A l’origine du courroux de l’ONG, le gros coup de pouce financier de l’Etat de mars dernier. EDF a en effet réussi une augmentation de son capital de quatre milliards d’euros en grande partie grâce aux trois milliards de l’Etat français qui est actionnaire à 83,1% du groupe. Par la même occasion, l’Etat s’est engagé à ne pas percevoir de dividendes en numéraires pour les années 2015, 2016 et 2017. Pour Greenpeace c’est une aide supplémentaire chiffrée à 3,8 milliards d’euros.

« Fortement endetté, EDF avait décidé, en avril 2016, d’en appeler au marché pour pouvoir faire face à l’effet conjugué de la faiblesse des prix de gros de l’électricité et aux importants investissements à venir, comme la maintenance lourde du parc nucléaire français (appelée « grand carénage »), le rachat de la division réacteurs d’Areva ou le projet de construction de deux réacteurs nucléaires EPR à Hinkley Point, en Angleterre.
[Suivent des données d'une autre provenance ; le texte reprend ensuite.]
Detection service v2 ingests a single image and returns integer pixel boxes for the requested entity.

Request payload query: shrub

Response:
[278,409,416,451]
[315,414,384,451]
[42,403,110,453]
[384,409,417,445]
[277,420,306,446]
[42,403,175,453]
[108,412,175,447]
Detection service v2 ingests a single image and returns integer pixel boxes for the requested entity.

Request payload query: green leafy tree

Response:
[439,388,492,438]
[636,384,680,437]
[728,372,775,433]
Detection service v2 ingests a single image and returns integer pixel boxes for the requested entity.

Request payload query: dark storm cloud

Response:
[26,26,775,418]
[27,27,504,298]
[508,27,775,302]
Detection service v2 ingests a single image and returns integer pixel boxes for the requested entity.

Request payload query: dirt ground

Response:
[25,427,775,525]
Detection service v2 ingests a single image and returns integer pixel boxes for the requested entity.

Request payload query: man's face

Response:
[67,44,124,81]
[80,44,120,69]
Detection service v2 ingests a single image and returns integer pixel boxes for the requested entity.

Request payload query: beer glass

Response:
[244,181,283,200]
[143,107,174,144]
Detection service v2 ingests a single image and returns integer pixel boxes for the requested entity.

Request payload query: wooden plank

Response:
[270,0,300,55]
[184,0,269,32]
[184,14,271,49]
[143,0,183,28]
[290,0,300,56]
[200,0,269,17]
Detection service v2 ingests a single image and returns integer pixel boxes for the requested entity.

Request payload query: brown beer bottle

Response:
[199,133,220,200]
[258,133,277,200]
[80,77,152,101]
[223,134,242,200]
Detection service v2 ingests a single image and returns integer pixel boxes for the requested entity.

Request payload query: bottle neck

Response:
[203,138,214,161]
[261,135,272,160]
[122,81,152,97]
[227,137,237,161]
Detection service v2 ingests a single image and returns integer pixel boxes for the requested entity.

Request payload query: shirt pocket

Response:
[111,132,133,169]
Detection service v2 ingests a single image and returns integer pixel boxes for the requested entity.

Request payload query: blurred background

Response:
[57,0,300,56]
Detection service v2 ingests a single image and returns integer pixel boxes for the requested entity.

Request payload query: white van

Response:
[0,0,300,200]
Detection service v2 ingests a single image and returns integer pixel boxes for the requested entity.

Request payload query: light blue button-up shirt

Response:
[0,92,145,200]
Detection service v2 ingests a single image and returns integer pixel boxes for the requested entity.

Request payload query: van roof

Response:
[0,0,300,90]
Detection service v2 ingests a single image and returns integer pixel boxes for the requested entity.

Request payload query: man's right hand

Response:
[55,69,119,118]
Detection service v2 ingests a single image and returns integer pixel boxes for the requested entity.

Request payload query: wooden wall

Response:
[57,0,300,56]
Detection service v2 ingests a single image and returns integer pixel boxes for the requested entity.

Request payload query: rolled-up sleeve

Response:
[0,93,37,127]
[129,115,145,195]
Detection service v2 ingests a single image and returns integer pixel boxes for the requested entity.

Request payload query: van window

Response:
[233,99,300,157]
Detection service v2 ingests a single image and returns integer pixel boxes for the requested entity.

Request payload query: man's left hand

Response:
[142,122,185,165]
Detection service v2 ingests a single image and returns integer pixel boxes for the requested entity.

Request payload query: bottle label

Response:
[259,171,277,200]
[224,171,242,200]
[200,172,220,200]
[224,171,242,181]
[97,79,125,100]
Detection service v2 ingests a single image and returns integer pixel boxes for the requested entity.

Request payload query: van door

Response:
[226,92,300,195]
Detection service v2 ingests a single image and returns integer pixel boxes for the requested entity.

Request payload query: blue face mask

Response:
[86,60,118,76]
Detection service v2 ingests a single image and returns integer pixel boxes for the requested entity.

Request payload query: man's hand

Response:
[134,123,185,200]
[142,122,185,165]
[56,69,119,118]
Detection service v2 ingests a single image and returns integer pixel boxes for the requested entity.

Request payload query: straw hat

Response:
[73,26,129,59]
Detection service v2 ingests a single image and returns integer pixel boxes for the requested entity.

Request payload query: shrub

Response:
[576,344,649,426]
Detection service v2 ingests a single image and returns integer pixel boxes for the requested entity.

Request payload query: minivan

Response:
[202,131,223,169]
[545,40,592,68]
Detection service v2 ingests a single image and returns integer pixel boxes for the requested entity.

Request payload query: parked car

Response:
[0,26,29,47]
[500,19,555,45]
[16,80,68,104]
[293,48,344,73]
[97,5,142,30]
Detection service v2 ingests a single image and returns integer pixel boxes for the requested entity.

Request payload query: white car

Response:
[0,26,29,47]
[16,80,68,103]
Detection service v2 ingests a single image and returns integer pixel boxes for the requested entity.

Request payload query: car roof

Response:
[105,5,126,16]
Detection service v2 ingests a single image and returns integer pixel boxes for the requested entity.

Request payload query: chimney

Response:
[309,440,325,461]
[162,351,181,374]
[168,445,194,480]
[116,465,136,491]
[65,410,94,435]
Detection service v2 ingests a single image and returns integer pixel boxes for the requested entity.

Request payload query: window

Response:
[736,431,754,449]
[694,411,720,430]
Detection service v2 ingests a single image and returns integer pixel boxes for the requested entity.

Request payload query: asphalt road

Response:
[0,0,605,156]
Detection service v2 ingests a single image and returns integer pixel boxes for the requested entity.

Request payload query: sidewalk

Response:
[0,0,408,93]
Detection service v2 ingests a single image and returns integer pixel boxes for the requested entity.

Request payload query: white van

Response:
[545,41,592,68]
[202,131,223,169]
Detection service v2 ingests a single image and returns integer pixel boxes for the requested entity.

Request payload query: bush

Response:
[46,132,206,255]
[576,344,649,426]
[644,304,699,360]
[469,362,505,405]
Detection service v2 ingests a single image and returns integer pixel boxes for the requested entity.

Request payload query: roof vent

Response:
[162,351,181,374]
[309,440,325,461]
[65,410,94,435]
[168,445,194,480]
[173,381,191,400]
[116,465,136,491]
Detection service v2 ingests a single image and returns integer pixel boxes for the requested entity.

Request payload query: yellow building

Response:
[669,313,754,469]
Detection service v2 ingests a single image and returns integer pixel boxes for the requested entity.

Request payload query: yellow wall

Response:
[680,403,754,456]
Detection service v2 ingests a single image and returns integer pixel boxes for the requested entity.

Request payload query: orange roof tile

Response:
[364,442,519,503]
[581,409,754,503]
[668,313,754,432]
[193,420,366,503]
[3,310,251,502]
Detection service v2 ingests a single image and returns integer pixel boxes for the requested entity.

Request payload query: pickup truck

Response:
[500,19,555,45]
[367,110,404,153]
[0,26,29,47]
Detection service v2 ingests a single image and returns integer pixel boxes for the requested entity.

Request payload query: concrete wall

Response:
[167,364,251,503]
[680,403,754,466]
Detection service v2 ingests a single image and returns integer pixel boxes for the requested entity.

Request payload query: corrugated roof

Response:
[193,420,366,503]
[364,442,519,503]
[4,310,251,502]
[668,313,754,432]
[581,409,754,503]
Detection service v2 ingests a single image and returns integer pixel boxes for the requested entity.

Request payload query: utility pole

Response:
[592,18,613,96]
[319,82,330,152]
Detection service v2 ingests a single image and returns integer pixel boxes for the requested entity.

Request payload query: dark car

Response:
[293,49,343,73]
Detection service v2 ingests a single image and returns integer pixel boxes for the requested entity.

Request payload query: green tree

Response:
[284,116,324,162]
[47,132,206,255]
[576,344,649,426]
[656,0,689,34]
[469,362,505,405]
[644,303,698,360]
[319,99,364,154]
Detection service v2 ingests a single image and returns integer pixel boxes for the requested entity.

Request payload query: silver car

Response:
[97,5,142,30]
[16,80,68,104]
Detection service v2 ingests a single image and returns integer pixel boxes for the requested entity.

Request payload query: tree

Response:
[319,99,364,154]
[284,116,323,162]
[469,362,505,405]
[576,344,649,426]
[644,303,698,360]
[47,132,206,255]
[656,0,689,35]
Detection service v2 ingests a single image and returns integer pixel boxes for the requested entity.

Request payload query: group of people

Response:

Le groupe a assuré, en mars, que sa recapitalisation servirait « principalement » à financer ses opérations de développement sur la période 2017-2020 et à renforcer sa structure financière » contextualise le journal Le Monde .

Greenpeace reproche surtout à l’Etat d’avoir accordé ce coup de pouce stratégique sans demander des contreparties stratégiques au groupe. En attaquant à Bruxelles la décision sur le volet de trucage de concurrence, l’ONG utilise une cartouche originale, elle qui milite régulièrement pour que les filières vertes soient avantagées.